Minnesota Attorney General Keith Ellison announced today that a Burnsville charter school will enact reforms to address issues involving its former leaders, including insufficient board oversight of the former executive director.
An investigation by the Charities Division of the Attorney General’s Office found that Abdiaziz Shafii Farah, founder and executive director of Gateway STEM Academy, violated his fiduciary duties to Gateway by steering nearly $300,000 to companies owned or controlled by three of the school’s directors or officers, including a company that Farah co-owned.
The investigation also found that previous directors or officers violated their fiduciary duties to Gateway by failing to sufficiently oversee Farah and failing to have policies and procedures that would have detected and prevented the conflicts of interests.
“Nonprofit charter schools must use their resources to further their educational mission, not to benefit insiders,” Attorney General Ellison said. “The clear self-dealing by Gateway’s former executive director and some members of its board is extremely disappointing, as are the governance failures that allowed the misuse of funds to happen. I am encouraged that Gateway’s new leadership cooperated with our Office’s investigation, put controls in place to protect the school and its charitable mission going forward, and agreed to additional measures proposed by my office to help ensure a strong fresh start for the school.”
Farah, a founder and longtime executive director of Gateway, was indicted last year by a federal grand jury on several charges related to improper acquisition and use of child-nutrition funds, including wire fraud, money laundering, and conspiracy to commit those offenses. After news went public in January 2022 of Farah’s alleged role in the food-fraud scandal, Gateway accepted his request for a leave of absence and then replaced him as executive director.

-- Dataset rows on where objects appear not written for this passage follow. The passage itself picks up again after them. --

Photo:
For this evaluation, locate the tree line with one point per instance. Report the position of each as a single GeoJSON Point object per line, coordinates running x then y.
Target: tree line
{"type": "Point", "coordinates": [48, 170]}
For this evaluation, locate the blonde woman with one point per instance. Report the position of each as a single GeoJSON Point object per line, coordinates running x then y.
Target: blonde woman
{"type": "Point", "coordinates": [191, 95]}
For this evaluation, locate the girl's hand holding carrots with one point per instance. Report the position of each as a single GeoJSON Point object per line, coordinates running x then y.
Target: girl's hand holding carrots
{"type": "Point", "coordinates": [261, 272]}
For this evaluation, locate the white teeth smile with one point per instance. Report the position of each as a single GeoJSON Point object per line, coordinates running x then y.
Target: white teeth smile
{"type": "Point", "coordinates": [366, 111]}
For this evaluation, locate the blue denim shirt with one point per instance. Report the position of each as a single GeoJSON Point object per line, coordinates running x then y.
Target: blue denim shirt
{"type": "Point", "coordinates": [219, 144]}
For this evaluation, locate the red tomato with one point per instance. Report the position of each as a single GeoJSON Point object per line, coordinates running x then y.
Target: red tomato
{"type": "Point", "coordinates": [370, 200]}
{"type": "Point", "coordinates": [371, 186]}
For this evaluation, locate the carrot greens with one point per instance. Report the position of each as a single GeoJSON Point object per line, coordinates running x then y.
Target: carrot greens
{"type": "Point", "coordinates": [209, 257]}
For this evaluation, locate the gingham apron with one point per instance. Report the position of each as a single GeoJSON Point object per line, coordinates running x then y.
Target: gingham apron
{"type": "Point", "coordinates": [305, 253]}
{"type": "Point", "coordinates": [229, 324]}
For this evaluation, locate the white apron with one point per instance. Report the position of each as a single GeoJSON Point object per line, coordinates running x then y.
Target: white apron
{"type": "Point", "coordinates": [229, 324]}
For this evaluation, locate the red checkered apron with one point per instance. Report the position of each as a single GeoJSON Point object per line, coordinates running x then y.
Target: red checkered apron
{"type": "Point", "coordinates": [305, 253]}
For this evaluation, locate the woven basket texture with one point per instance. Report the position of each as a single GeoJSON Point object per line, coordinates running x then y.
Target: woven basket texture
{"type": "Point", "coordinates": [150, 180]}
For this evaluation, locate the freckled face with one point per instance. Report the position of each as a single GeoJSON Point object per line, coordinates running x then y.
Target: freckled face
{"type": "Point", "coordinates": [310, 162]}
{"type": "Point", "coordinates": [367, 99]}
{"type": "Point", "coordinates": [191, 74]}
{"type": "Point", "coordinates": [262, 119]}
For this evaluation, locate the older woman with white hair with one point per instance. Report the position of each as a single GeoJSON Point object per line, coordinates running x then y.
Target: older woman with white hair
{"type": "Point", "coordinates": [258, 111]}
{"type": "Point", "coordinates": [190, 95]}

The AGO’s investigation, launched under Minnesota’s civil nonprofit corporation, charitable solicitation, and charitable trust laws, found that Gateway funds were paid to companies headed by Mahad Ibrahim ($173,602.65) and Mukhtar Mohamed Shariff ($117,255) while they served as Gateway board members in 2021 and 2022. Ibrahim and Shariff were charged in the same federal child nutrition fund-fraud indictment as Farah.

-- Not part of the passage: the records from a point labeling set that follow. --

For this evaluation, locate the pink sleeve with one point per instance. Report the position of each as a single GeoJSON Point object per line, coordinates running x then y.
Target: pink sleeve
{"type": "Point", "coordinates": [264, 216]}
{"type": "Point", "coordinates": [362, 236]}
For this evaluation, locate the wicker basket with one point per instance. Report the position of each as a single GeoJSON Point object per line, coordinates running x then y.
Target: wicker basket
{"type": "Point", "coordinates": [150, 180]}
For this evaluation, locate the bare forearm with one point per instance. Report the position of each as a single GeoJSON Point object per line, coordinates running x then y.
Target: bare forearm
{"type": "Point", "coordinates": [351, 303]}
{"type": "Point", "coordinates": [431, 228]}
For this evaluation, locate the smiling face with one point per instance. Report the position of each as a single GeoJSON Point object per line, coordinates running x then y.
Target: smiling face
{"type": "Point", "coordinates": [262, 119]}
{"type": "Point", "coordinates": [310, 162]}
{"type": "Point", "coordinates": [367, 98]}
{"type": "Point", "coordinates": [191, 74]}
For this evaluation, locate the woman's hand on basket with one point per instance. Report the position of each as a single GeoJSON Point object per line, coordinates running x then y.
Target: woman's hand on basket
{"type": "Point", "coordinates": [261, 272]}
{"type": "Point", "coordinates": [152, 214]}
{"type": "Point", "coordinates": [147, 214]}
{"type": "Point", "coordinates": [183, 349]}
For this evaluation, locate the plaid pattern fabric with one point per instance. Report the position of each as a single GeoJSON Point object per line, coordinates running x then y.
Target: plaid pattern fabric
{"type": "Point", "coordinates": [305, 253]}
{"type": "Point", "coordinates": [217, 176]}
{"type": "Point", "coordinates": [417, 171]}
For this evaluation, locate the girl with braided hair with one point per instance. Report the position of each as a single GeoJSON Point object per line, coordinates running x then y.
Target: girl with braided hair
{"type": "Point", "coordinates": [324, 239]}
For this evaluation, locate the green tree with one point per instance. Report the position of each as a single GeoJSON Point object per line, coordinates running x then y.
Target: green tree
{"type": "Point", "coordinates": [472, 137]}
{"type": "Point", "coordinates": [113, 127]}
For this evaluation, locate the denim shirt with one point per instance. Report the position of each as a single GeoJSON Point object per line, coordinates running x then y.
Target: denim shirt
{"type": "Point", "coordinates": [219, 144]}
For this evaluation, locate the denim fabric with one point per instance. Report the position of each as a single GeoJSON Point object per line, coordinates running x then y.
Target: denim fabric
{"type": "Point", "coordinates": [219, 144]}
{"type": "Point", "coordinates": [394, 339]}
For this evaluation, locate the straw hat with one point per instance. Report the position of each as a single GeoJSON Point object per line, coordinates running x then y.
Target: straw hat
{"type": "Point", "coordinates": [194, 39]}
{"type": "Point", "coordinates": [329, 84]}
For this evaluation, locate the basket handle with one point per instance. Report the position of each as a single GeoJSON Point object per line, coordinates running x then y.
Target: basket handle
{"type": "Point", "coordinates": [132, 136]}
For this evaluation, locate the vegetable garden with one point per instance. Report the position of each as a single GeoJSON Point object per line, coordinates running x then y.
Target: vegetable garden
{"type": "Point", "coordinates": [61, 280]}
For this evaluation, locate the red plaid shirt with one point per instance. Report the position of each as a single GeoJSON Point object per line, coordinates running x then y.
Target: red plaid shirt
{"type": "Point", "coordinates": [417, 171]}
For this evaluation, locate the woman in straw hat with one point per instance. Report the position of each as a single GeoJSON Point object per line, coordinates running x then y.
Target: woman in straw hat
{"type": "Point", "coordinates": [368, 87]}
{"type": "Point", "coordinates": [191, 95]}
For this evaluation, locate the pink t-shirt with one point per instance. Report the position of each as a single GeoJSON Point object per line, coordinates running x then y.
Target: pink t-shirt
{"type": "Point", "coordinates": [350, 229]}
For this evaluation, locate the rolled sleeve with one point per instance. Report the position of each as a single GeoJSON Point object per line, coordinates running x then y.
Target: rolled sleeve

Under the terms of an Assurance of Discontinuance (“Assurance”) filed in Dakota County, Gateway agrees to, among other actions, work with its charter-school authorizer to perform an internal investigation of how the improper transactions occurred; ensure sufficient training for directors and officers regarding their duties under state and federal law; and not work again with the former directors and officers named in the Assurance.

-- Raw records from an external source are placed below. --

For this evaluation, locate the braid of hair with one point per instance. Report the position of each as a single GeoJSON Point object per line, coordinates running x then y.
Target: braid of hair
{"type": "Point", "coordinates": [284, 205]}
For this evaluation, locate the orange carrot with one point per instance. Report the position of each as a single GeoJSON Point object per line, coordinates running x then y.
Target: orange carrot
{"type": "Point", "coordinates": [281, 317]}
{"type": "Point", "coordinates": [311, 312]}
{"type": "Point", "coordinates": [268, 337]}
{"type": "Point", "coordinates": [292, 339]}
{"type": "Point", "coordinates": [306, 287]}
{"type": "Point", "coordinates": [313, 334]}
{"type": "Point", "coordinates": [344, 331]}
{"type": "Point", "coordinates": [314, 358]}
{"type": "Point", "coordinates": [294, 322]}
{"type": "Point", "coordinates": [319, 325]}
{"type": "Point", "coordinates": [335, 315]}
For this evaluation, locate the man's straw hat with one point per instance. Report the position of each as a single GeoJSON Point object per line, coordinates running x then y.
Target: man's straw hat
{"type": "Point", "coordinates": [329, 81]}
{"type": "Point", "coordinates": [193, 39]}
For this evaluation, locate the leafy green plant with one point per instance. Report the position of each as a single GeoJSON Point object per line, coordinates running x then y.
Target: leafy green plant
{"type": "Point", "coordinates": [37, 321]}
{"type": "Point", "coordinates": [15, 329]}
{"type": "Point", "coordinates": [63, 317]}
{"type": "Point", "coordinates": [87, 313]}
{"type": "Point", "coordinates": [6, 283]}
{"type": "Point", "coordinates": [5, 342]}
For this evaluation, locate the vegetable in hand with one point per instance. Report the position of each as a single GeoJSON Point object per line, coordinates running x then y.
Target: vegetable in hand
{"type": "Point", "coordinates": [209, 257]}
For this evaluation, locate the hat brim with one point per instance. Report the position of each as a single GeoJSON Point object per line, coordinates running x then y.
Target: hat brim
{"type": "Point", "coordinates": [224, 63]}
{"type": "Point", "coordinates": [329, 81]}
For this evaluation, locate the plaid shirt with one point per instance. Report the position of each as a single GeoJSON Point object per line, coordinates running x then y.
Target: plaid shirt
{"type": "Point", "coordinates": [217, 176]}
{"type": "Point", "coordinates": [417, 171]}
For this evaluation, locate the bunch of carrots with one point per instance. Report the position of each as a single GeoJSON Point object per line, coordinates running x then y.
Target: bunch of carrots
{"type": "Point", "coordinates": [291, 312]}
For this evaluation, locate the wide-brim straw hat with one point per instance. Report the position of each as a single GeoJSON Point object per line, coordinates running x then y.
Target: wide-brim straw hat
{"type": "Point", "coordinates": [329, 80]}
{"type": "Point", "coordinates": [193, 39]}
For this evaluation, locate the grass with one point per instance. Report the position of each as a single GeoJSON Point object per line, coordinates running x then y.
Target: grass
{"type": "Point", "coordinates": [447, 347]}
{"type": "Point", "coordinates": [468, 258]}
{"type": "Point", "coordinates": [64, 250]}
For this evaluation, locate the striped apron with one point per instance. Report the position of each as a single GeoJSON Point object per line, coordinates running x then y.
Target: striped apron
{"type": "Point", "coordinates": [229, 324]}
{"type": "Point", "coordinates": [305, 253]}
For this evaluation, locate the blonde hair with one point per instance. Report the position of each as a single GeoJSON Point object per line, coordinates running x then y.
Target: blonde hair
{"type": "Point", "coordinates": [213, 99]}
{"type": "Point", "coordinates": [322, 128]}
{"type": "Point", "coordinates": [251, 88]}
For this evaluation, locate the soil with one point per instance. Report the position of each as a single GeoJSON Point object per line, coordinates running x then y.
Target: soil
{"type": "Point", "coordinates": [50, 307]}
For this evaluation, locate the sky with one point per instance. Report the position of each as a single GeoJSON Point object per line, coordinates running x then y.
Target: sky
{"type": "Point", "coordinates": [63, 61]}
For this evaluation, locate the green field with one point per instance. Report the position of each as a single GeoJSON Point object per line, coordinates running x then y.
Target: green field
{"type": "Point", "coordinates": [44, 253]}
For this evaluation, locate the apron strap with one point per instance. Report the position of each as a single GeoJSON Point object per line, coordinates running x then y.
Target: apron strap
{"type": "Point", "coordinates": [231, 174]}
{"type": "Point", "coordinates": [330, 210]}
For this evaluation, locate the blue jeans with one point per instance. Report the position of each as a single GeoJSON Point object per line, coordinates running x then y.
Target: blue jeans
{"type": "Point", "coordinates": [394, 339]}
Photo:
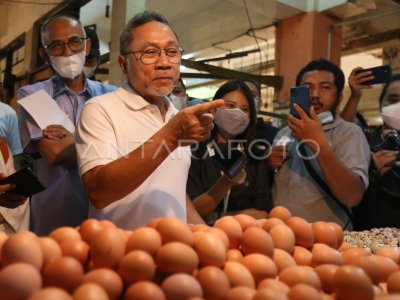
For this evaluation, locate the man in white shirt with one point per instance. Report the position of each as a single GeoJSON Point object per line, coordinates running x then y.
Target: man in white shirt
{"type": "Point", "coordinates": [132, 143]}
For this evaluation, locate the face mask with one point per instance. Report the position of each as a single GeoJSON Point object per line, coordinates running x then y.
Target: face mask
{"type": "Point", "coordinates": [68, 66]}
{"type": "Point", "coordinates": [325, 117]}
{"type": "Point", "coordinates": [231, 122]}
{"type": "Point", "coordinates": [89, 71]}
{"type": "Point", "coordinates": [179, 102]}
{"type": "Point", "coordinates": [257, 104]}
{"type": "Point", "coordinates": [391, 115]}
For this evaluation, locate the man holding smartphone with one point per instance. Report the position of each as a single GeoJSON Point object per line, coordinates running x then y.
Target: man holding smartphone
{"type": "Point", "coordinates": [336, 151]}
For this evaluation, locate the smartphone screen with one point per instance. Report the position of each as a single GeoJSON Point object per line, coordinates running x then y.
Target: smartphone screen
{"type": "Point", "coordinates": [382, 74]}
{"type": "Point", "coordinates": [301, 96]}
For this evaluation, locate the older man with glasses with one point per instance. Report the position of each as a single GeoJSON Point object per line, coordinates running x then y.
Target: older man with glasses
{"type": "Point", "coordinates": [132, 144]}
{"type": "Point", "coordinates": [63, 203]}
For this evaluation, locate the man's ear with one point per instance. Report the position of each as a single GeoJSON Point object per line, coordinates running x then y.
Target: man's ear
{"type": "Point", "coordinates": [43, 54]}
{"type": "Point", "coordinates": [123, 63]}
{"type": "Point", "coordinates": [88, 45]}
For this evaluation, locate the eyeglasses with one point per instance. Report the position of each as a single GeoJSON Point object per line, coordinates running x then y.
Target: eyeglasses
{"type": "Point", "coordinates": [57, 48]}
{"type": "Point", "coordinates": [150, 56]}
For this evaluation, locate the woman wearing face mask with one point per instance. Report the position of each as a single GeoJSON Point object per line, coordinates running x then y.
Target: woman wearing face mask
{"type": "Point", "coordinates": [381, 204]}
{"type": "Point", "coordinates": [249, 191]}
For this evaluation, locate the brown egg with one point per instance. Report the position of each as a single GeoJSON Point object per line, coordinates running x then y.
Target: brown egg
{"type": "Point", "coordinates": [339, 233]}
{"type": "Point", "coordinates": [283, 238]}
{"type": "Point", "coordinates": [108, 279]}
{"type": "Point", "coordinates": [280, 212]}
{"type": "Point", "coordinates": [107, 248]}
{"type": "Point", "coordinates": [144, 238]}
{"type": "Point", "coordinates": [22, 247]}
{"type": "Point", "coordinates": [174, 230]}
{"type": "Point", "coordinates": [390, 252]}
{"type": "Point", "coordinates": [302, 231]}
{"type": "Point", "coordinates": [65, 272]}
{"type": "Point", "coordinates": [246, 221]}
{"type": "Point", "coordinates": [181, 287]}
{"type": "Point", "coordinates": [50, 249]}
{"type": "Point", "coordinates": [260, 266]}
{"type": "Point", "coordinates": [136, 266]}
{"type": "Point", "coordinates": [323, 254]}
{"type": "Point", "coordinates": [220, 234]}
{"type": "Point", "coordinates": [302, 256]}
{"type": "Point", "coordinates": [144, 290]}
{"type": "Point", "coordinates": [283, 259]}
{"type": "Point", "coordinates": [325, 274]}
{"type": "Point", "coordinates": [238, 275]}
{"type": "Point", "coordinates": [90, 291]}
{"type": "Point", "coordinates": [303, 292]}
{"type": "Point", "coordinates": [233, 230]}
{"type": "Point", "coordinates": [88, 229]}
{"type": "Point", "coordinates": [153, 223]}
{"type": "Point", "coordinates": [348, 255]}
{"type": "Point", "coordinates": [269, 294]}
{"type": "Point", "coordinates": [274, 284]}
{"type": "Point", "coordinates": [65, 233]}
{"type": "Point", "coordinates": [77, 249]}
{"type": "Point", "coordinates": [300, 274]}
{"type": "Point", "coordinates": [271, 222]}
{"type": "Point", "coordinates": [386, 266]}
{"type": "Point", "coordinates": [240, 293]}
{"type": "Point", "coordinates": [234, 255]}
{"type": "Point", "coordinates": [209, 248]}
{"type": "Point", "coordinates": [19, 281]}
{"type": "Point", "coordinates": [214, 282]}
{"type": "Point", "coordinates": [257, 240]}
{"type": "Point", "coordinates": [350, 282]}
{"type": "Point", "coordinates": [369, 266]}
{"type": "Point", "coordinates": [176, 257]}
{"type": "Point", "coordinates": [50, 293]}
{"type": "Point", "coordinates": [345, 246]}
{"type": "Point", "coordinates": [393, 282]}
{"type": "Point", "coordinates": [325, 233]}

The AGO’s Charities Division has civil enforcement authority over the state’s nonprofit corporation, charitable-solicitation, and charitable-trust laws. The Charities Division does not enforce criminal laws. Under Minnesota law, nonprofit board members and executives owe fiduciary duties to act in the best interests of the charities that they serve, including putting the interests of the nonprofit above any personal financial interests. Information about these fiduciary duties, and other resources to help nonprofit leaders properly serve their organizations, is on the AGO’s website at www.ag.state.mn.us/Charity/InfoNonProfits.asp.